3.3. Codon optimization.

Once a nucleotide sequence of your protein is determined, you need to codon optimize your sequence. You may, once again, utilize google for a “codon optimization tool”. In your own words, describe why you need to optimize codon usage.

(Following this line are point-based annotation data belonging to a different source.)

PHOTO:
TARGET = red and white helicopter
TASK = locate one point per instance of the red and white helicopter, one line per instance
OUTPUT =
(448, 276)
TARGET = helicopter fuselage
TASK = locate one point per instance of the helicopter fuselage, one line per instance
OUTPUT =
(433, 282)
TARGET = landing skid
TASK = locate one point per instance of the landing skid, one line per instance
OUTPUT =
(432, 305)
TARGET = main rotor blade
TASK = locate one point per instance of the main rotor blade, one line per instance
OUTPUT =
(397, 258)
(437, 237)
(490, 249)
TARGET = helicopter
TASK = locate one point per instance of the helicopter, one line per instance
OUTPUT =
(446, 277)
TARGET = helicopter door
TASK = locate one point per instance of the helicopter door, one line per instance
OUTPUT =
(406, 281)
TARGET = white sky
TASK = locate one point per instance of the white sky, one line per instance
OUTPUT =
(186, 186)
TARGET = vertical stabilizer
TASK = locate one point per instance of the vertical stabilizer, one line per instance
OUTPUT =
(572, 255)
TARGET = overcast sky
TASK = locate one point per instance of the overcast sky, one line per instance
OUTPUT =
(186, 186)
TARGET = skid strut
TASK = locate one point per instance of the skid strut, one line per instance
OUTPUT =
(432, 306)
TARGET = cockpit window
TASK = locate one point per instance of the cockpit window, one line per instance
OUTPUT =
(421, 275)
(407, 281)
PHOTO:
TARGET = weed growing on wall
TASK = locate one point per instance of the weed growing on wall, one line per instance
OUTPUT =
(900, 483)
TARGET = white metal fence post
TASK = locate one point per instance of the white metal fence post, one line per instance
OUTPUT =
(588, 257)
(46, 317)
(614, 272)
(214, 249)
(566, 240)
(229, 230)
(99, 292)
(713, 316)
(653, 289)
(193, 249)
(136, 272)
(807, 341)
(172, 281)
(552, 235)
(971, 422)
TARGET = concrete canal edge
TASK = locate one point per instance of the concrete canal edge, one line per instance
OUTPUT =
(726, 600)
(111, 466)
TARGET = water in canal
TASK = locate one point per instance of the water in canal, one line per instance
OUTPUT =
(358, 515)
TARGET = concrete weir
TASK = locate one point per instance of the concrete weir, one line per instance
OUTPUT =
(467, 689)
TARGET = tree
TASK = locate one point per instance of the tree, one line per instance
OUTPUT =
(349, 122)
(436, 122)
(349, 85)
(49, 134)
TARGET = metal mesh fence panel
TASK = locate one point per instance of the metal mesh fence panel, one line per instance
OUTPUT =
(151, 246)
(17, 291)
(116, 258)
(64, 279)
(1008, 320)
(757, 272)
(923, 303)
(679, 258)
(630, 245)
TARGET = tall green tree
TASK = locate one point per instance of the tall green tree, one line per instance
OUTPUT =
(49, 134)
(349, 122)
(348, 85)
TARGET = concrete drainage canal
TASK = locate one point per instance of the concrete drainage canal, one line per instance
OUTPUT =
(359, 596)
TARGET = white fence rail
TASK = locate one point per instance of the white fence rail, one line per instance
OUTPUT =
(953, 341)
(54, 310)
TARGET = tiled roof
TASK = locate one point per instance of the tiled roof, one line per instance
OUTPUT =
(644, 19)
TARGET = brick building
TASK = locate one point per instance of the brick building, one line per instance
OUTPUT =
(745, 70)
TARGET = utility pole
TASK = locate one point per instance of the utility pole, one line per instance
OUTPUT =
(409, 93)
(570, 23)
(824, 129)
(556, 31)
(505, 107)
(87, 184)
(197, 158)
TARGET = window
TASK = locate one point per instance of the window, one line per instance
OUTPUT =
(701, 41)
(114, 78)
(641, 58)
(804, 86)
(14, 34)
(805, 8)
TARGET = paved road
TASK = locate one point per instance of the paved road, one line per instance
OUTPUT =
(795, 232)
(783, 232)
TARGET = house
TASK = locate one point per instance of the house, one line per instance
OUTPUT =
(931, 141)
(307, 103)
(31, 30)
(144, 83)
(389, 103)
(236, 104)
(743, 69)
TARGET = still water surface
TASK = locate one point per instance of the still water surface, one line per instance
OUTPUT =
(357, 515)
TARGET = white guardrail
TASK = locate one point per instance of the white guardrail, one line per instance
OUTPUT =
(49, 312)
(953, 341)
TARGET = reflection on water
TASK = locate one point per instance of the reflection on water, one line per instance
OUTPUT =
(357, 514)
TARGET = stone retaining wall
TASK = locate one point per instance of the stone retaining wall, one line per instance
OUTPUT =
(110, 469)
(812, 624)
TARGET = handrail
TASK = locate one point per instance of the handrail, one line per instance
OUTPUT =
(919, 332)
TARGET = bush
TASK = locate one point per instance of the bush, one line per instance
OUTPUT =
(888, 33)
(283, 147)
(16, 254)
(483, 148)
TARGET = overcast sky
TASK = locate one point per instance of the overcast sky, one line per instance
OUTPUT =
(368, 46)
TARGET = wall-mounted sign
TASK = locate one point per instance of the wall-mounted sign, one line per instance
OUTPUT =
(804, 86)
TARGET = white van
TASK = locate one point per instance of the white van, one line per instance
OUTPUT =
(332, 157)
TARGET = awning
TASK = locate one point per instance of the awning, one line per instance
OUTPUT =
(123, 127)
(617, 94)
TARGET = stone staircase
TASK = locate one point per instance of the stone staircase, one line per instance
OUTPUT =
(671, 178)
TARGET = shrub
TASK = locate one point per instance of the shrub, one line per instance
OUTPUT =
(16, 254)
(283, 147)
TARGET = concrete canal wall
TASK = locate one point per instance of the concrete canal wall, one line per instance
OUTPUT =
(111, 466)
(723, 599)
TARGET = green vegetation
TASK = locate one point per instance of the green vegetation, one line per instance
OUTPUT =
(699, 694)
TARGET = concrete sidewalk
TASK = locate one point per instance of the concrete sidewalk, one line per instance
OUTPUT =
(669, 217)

Which organism have you chosen to optimize the codon sequence for and why?

[Example from Codon Optimization Tool | Twist Bioscience while avoiding Type IIs enzyme recognition sites BsaI, BsmBI, and BbsI]

Lysis protein DNA sequence with Codon-Optimization ATGGAAACCCGCTTTCCGCAGCAGAGCCAGCAGACCCCGGCGAGCACCAACCGCCGCCGCCCGTTCAAACATGAAGATTATCCGTGCCGTCGTCAGCAGCGCAGCAGCACCCTGTATGTGCTGATTTTTCTGGCGATTTTTCTGAGCAAATTCACCAACCAGCTGCTGCTGAGCCTGCTGGAAGCGGTGATTCGCACAGTGACGACCCTGCAGCAGCTGCTGACCTAA

I used the codon optimization tool from Twist Bioscience because I plan to produce LbCas12a in E. coli, purify it, and prepare it for use in a cell-free system. E. coli is a well-characterized organism and is relatively simple to handle for protein expression and purification. LbCas12a is an enzyme originally derived from Lachnospiraceae bacterium. Since I chose the expression vector pET-28a(+), I selected the option in the program to optimize codon usage for E. coli and to avoid introducing restriction sites for BamHI and XhoI, as I will use these enzymes for cloning.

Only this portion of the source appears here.